As the 15th seed, Stephens knew it wouldn't be easy and, as one of just four women to beat Williams this year, she knew the veteran would be wary of a rematch. Somehow, in half of Stephens' Grand Slam events this year, Williams was there early.
"Yeah, it's tough," Stephens said. "But everyone has their time to shine. I think [Williams is] obviously No. 1 in the world for a reason. She's earned every opportunity she's gotten. … Maybe one day when she's not playing, people would be, 'I wish I wasn't on the same side as Sloane.' Things happen in their time."
At 20, Stephens has made a statement with a strong year that, if she isn't yet able to beat the Queen of American tennis, she is at least the heir apparent. The process hasn't come without its difficulties. There was a public burst of frustration from Stephens when she perceived Williams ended their friendship after her win at the Australian Open, but being a professional is about learning to move on.
"I think Sloane's grown quite a bit," said Smith, who was an All-American swimmer at Boston University. "It's very tough when you're thrust into the spotlight and there are lots of expectations, but I think she's managed it very well. To grow up in the spotlight, with people paying close attention, can be very challenging. Overall, she's been herself, she's been true to herself."
She has grown a lot on the court as well. This year, Stephens reached an Australian Open semifinal, the fourth round at the French and US Opens, and a quarterfinal at Wimbledon. In 2012, the French Open fourth round was her best result at a major and she hovered around the top 50.

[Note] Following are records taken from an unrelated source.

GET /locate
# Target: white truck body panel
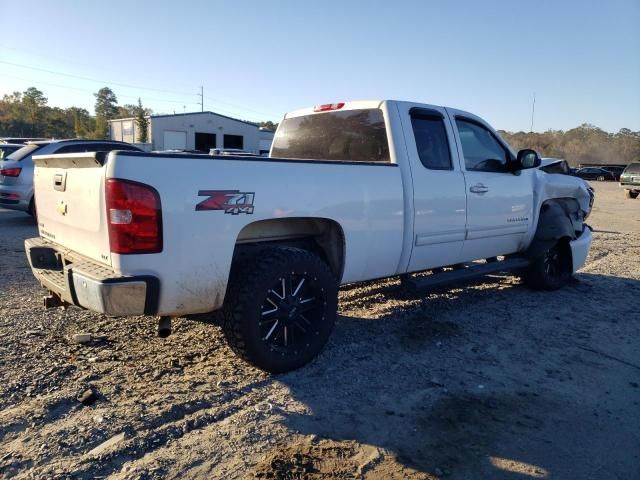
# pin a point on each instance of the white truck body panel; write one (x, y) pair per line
(81, 229)
(395, 217)
(199, 245)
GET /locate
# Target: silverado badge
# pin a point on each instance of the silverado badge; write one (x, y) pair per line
(61, 207)
(233, 202)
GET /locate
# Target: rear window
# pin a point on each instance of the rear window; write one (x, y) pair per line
(23, 152)
(350, 135)
(633, 168)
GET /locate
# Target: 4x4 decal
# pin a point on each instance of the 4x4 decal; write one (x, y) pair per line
(231, 201)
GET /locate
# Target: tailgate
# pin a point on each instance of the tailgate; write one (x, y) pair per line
(69, 192)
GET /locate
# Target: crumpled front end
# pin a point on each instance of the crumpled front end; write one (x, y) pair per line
(565, 203)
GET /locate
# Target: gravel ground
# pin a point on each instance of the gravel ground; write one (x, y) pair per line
(487, 381)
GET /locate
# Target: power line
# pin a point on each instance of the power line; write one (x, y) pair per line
(533, 110)
(80, 77)
(39, 82)
(126, 85)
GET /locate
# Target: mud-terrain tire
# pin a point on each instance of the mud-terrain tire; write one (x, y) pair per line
(280, 308)
(551, 270)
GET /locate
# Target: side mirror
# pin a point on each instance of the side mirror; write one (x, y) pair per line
(527, 158)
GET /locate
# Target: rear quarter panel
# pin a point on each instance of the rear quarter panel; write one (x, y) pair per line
(365, 200)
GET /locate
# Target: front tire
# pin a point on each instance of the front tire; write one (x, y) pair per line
(552, 270)
(630, 194)
(280, 308)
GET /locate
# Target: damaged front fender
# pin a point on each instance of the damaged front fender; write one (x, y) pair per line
(560, 218)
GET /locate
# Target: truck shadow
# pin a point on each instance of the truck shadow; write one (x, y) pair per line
(475, 383)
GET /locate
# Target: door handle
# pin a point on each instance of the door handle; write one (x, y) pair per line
(479, 188)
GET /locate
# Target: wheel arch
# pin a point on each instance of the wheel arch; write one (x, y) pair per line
(559, 220)
(319, 235)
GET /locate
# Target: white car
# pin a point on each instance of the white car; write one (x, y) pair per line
(351, 192)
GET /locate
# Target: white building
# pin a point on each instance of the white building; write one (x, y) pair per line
(193, 131)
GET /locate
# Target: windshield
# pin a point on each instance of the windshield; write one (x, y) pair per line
(633, 168)
(350, 135)
(23, 152)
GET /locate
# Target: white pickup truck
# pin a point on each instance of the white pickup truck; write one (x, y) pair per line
(351, 192)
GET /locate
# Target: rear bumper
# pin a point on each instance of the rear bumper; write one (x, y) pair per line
(15, 197)
(88, 284)
(580, 248)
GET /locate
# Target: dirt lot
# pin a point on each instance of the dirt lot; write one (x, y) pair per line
(487, 381)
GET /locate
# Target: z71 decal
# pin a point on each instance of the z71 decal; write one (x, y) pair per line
(231, 201)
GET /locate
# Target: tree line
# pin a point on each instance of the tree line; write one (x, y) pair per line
(27, 114)
(584, 144)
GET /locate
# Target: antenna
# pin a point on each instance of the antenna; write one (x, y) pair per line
(533, 110)
(201, 95)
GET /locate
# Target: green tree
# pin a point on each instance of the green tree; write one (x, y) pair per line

"She's a different player," her coach, David Nainkin, said. "You can see it. I was actually thinking early in the match of when she lost to Ana Ivanovic last year, reflecting on how she's improved as a tennis player and a person. She's really come a long way."
Williams was asked after the match: What does Stephens need to work on to reach the next level?
"I don't think she has to work on anything," Williams said. "I think she is at the next level."
While some of the up-and-comers struggle against the true power hitters, Stephens has beaten Williams and Maria Sharapova, and been a tough out for Victoria Azarenka and Agnieszka Radwanska. She needed to guard against overhitting against Williams, who at times stood five feet or more behind the baseline to absorb Stephens' powerful shots. Without saying it, the 31-year-old Williams was showing respect to Stephens' game.
"She is definitely a very strong force," Nainkin said. "She's a great talent and she's going to be an asset to American tennis."
That campaign starts now. Last season, Stephens missed time on tour, from the end of the US Open until December, with a torn abdominal muscle. Now, she travels with a trainer to keep her body conditioned and healthy. She will be able to play some of those late tournaments, and with no points to defend, should be able to move up the rankings.
"I'm going to try and break the top 10 at the end of this season," Stephens said. "I think that's a big jump from where I was last year, kind of around 40 and kind of lingering. I think this year has been a pretty good year for me. I'm going to try to end it with a bang."
There is a confidence in speaking your goals aloud in the media room at the US Open, but there is no point in hiding the fact that Stephens' potential has been actualized.
"I think I have a pretty good shot," Stephens said. "If I don't make that, then shame on me."